Delegate decision authority. To solve problems like the above, we delegate dependency relationship decision authority to DAOFactory, a third party. DAOFactory here is an entity that sets runtime dependency relationships between two objects and performs work like object creation, initialization, and provision in Inversion of Control manner, playing the role of a DI container.

public class UserDAO {
    private ConnectionMaker connectionMaker;
    
    public UserDAO(ConnectionMaker connectionMaker) {
        this.connectionMaker = connectionMaker;
    }
}

DAOFactory, a DI container, creates objects of classes that will establish dependency relationships it decided and passes them as constructor parameters.

In the example, we proceeded with Dependency Injection through constructor methods, but it’s also possible through mutator (Setter) methods. Of course, regular methods are also possible. They don’t need to start with the set prefix like mutator methods, and can have one or more parameters.

Dependency Lookup

Actively searches for objects it needs. But it doesn’t decide which class’s objects to use.

As seen earlier, there’s also Dependency Lookup where it searches by itself rather than injecting dependencies from external sources. Application Context, Spring’s IoC container, searches through the getBean method.

ApplicationContext context = 
    new AnnotationConfigApplicationContext(DAOFactory.class);
this.connectionMaker = context.getBean("connectionMaker", ConnectionMaker.class);

Dependency Lookup directly shows object factory classes or Spring API code in the code. Since such code becomes dependent on other objects, Dependency Injection is usually used.

But there are times when Dependency Lookup method is used. Looking at the getBean method, even if Spring IoC and DI containers are applied, since there’s no way to receive objects using DI in main methods, at least once, Dependency Lookup method must be used to get objects.

On the other hand, just because something was injected from external sources doesn’t mean everything becomes DI. If parameters of methods receiving injection are already fixed to specific class types, Dependency Injection that Spring talks about cannot occur. So injection that DI talks about must proceed through interface type parameters so that implementation classes can be dynamically decided and provided.

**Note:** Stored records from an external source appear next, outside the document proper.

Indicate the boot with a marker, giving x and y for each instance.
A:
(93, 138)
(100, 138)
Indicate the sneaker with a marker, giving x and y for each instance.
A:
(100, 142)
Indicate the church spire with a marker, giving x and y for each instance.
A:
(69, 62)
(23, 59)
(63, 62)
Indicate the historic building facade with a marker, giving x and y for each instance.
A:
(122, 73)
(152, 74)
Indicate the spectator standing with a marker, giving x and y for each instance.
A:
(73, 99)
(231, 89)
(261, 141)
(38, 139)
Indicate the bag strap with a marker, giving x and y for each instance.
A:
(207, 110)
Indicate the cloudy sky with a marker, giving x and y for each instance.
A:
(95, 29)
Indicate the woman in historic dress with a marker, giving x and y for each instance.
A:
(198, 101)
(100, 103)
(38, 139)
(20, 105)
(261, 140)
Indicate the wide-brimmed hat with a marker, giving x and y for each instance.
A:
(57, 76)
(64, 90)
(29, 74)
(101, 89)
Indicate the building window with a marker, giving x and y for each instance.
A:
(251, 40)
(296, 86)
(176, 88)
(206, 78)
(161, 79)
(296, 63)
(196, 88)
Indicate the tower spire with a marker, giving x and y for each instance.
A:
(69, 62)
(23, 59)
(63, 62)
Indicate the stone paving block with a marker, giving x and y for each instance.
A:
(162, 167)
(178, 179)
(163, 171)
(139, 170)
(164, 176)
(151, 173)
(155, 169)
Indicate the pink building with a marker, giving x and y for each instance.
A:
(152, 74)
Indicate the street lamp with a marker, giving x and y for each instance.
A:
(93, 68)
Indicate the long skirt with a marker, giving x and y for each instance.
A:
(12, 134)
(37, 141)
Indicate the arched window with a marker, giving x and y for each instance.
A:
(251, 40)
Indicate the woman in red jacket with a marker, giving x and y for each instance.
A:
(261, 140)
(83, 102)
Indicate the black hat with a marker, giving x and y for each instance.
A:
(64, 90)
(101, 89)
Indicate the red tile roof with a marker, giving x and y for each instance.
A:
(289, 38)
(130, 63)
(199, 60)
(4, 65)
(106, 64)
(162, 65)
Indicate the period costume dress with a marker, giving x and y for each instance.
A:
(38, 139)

Using XML for Configuration Methods

Spring’s Application Context can use information contained in XML, not Java code with annotations, as DI information. Let’s be somewhat freed from modifying code whenever DI configuration changes.

@Configuration // Corresponds to <beans>
public class DAOFactory {
    @Bean // Corresponds to <bean>
    public UserDAO userDAO() {
        return new UserDAO(connectionMaker());
    }
    
    @Bean // Corresponds to <bean>
    public ConnectionMaker connectionMaker() {
        return new NewConnectionMaker();
    }
    
    // Code omitted...
}

As noted in comments, Java code-based configuration and XML-based configuration each have corresponding information. @Configuration annotation corresponds to <beans> in XML configuration, and @Bean annotation corresponds to <bean>.

<?xml version="1.0" encoding="UTF-8">
<beans xmlns="http://www.springframework.org/schema/beans"
       xmlns:xsi="http://www.w3.org/2001/XMLSchema-instance"
       xsi:schemaLocation="http://www.springframework.org/schema/beans http://www.springframework.org/schema/beans/spring-beans.xsd">

    <bean id="connectionMaker" class="post.springframework.chapter2.SimpleConnectionMaker"/>
    <bean id="userDAO" class="post.springframework.chapter2.UserDAO">
        <property name="connectionMaker" ref="connectionMaker"/>
    </bean>
</beans>

/*
 * Creates Application Context.
 * Put the class path of applicationContext.xml in the constructor.
 */
ApplicationContext context =
    new GenericXmlApplicationContext("applicationContext.xml");

Here, the part to note is that to set values of connectionMaker, a member variable of the UserDAO class, you must set it using the <property> tag. And the UserDAO class also needs a mutator (Setter) method to set this value.

Since XML is used as configuration information, annotations declared in DAOFactory can be removed. As we’ll learn later, database configuration information can also be defined in XML.